En arrivant à Vingrau, il y a un peu plus de quinze ans maintenant, j’ai beaucoup parlé avec les vieux vignerons du village. ils m’ont beaucoup appris et apporté, beaucoup se sont éteints depuis ce temps là mais leur souvenir et leurs bienfaits sont en moi. Ceux qui me lisent depuis longtemps savent que j’aime dire que ma philosophie à la vigne, celle que j’essaie d’appliquer, c’est ce que j’appelle la règle des 3V, les Vieux du Village de Vingrau. Pas de croyances mystiques, pas d’idées reçues, de l’observation, de la mobilité, du genre «action/réaction» si vous voyez ce que je veux dire. Pas de grands principes gravés dans le marbre non plus, mais du bon sens, pratique et sain. Et une règle d’or : une bonne vigne voit son maître tous les jours…

Au début, je me demandais pourquoi ils plantaient si peu et si rarement. Le vigneron «de souche», à Vingrau, était individualiste dans l’âme, patron dans ses vignes, seul à assumer ses choix, les risques et les difficultés, seul à en recevoir aussi les mérites, les simples, à la grande époque où la «coopé» fonctionnait, ceux d’une abondante récolte et d’un fort degré. De quoi vivre de son labeur, en somme, libre.

J’ai planté, souvent, parfois beaucoup et maintenant, je peux dire «je sais». Je sais que malgré plus de moyens, plus de mains, plus de matériel et bien, si je veux BIEN planter, bien droit, avec de belles tournières, des vignes qui seront bien enracinées, bien formées, bien nées, et bien je ne dois guère faire plus d’un hectare, voire moins. Bref je sais qu’ils avaient raison.

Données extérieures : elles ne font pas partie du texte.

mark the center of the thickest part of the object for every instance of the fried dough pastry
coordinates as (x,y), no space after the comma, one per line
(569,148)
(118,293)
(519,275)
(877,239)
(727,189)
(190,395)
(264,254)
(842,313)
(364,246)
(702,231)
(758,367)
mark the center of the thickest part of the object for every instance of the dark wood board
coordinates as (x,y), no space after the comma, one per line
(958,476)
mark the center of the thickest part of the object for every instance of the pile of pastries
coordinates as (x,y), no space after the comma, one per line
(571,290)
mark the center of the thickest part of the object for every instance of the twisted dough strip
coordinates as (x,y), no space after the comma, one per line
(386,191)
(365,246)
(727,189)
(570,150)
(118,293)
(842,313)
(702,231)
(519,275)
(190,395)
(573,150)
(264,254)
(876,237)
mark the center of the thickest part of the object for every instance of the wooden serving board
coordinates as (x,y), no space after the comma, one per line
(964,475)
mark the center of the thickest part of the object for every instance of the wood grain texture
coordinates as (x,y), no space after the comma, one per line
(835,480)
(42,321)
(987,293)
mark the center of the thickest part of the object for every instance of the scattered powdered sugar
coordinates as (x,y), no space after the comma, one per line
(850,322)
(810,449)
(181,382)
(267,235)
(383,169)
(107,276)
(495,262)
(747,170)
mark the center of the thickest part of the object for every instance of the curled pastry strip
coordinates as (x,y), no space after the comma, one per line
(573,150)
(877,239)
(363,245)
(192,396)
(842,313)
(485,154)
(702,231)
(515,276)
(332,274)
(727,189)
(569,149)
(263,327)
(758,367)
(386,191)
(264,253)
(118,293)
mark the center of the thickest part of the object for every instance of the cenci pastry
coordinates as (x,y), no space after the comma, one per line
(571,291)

Bien reposer et préparer les sols, bien raisonner l’amendement, bien aplanir, bien enlever les cailloux, bien tracer en respectant chez nous pentes et devers, préparer les bons plans chez le bon pépiniériste, bien tracer en prenant le le temps de réfléchir voire de recommencer, planter nous même, dans le sens de la Tramontane, bien droit et bien aligné, avoir le temps d’implanter les tuteurs, le palissage, quand il faut le faire. Tout cela prend du temps et de l’amour et il vaut mieux donner beaucoup d’amour à une petite parcelle que la même dose à une grande : la vigne le ressent mieux, plus fort et pour plus longtemps.

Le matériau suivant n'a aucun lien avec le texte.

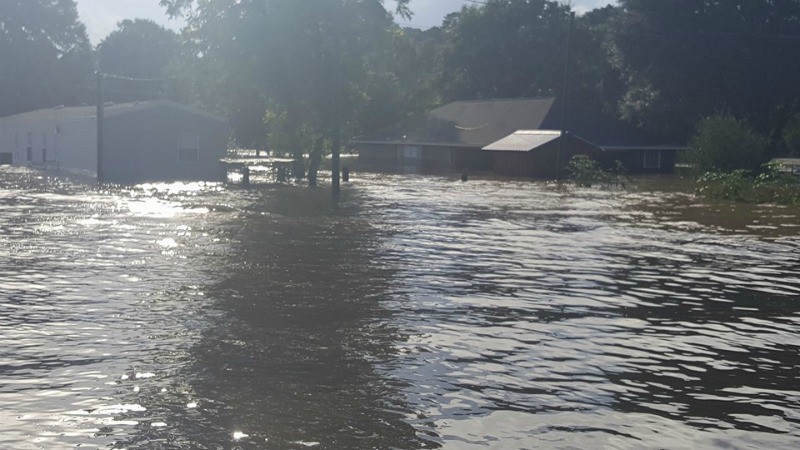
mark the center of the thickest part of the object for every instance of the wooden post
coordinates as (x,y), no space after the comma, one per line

Je réfléchissais à cela samedi, en donnant un coup de main à l’arrosage d’un petit bout de grenache blanc planté sur un coteau noir d’Espira. Cinq personnes plus un chauffeur. Deux jours. Décavaillonner à la pioche le tour de chaque jeune pied, enlever l’herbe. Ca ne se voit pas, mais il y a 100 km/h de tramontane…

Espira1

Faire une belle coupe en terre, mettre cinq litres d’eau. Et refermer, ensuite, butter, pour que le vent ne gâche pas le fête, sèche les crevasses faites par l’eau avant que les racines ne les occupent, tuant ainsi le jeune plant.

Espira3

Bien sûr, l’eau n’est pas sur place, il faut aller la chercher à 5 km… A chaque remplissage, on intervertit les piocheurs et les arroseurs. Faut varier les plaisirs. Façon de parler.

Espira2

Ce n’est que le début, bien sûr, il reste encore au moins 100 jours de travail/homme, uniquement cette année, pour arriver à bien faire les choses, dans les règles de l’art, sans excès.

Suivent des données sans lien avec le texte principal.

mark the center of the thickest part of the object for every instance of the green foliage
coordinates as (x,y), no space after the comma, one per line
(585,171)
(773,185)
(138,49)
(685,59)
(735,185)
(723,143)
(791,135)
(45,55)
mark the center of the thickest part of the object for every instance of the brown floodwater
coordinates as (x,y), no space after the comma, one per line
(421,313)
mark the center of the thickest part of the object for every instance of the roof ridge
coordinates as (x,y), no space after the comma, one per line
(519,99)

Mais cette vigne, alors, me survivra sans doute, voire survivra à mes fils. Alors….

 

Un commentaire

  • Christophe Libaud
    09/06/2015 at 9:26 am

    Merci beaucoup pour cette belle illustration du « festina lente » dont vous pouvez trouver un tout aussi bel écho dans les propos de Peter Bernhard Kühn, interviewé dans l’émission Square Idée diffusée sur Arte dimanche 7 juin dernier.
    La stratégie de la modestie est une ambition éclairante.